Par Delphine Gourbeyre, le 03/11/2008
Afin de garantir aux contribuables le droit de se défendre, la procédure de rectification suivie par l’administration fiscale a, en principe, un caractère contradictoire. Ainsi, sauf exception, elle ne peut pas effectuer un redressement fiscal sans en informer préalablement le contribuable.
Cela signifie qu’avant de mettre en recouvrement les rehaussements d’imposition envisagés à l’issue d’un contrôle, l’administration doit envoyer au contribuable une proposition de rectification (ex-notification de redressement) et l’inviter à formuler ses observations ou faire connaître son acceptation.
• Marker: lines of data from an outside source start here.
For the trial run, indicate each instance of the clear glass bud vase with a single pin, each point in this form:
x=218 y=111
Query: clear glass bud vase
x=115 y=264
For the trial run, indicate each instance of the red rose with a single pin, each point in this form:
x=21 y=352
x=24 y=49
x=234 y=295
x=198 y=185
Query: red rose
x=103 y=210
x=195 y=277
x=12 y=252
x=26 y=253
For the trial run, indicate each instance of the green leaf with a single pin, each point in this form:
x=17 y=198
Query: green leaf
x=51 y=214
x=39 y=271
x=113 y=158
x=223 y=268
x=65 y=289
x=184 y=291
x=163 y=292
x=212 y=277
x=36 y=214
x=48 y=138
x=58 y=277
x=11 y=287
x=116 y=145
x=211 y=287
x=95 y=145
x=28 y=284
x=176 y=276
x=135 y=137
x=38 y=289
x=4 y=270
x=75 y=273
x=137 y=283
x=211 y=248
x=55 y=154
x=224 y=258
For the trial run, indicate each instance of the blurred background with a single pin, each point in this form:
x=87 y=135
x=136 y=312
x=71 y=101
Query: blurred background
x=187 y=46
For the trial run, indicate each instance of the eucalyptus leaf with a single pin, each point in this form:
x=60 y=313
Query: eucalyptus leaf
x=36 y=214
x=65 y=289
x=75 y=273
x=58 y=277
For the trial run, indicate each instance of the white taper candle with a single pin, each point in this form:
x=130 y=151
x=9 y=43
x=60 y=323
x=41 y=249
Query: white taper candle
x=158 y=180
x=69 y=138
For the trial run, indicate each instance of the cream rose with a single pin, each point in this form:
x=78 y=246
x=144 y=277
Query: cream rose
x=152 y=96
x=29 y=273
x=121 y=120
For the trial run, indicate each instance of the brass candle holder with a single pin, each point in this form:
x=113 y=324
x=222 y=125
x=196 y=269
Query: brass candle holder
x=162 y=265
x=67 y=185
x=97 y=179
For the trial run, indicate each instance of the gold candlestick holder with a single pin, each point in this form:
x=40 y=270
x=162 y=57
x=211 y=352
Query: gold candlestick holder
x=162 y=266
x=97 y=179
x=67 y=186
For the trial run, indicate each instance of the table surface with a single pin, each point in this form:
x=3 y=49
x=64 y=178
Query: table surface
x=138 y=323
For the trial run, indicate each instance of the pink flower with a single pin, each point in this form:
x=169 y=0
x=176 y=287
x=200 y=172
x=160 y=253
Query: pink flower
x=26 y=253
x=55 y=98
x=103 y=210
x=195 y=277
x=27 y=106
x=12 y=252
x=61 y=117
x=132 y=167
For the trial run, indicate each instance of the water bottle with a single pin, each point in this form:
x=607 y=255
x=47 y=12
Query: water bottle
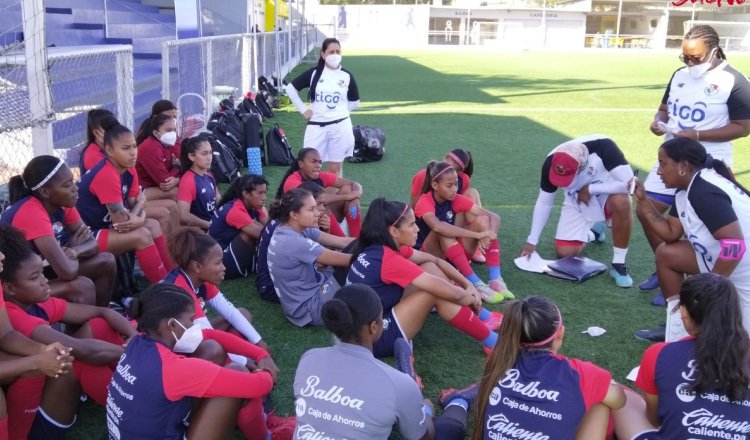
x=254 y=165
À compter de la réception de cette proposition de rectification, le contribuable dispose alors d’un délai de 30 jours pour répondre à l’administration fiscale et formuler ses observations.
À savoir : sur demande du contribuable, le délai de réponse à une proposition de rectification de 30 jours peut être porté à 60 jours.
Après avoir reçu ces observations, l'administration invite ce contribuable à les compléter par la production de documents de nature à justifier ses allégations. Elle accorde donc à l'intéressé une prolongation du délai initial. Mais cette prorogation peut, dans ce cas, être inférieure à 30 jours, à compter de la demande de complément d’information.
Dans une récente affaire, les magistrats du Conseil d’État précisent, en effet, que la fixation d’un délai supplémentaire inférieur à 30 jours ne prive le contribuable d'aucune garantie, n'entachant pas d'irrégularité la procédure de redressement et plus particulièrement son caractère contradictoire.
Selon les magistrats, la décision de l’administration ayant pour objet et pour effet d'offrir au contribuable la possibilité d'étayer sa contestation suite aux redressements envisagés, alors même que le délai de 30 jours serait expiré, est optionnelle et consentie gracieusement. Elle n’est donc encadrée par aucun délai.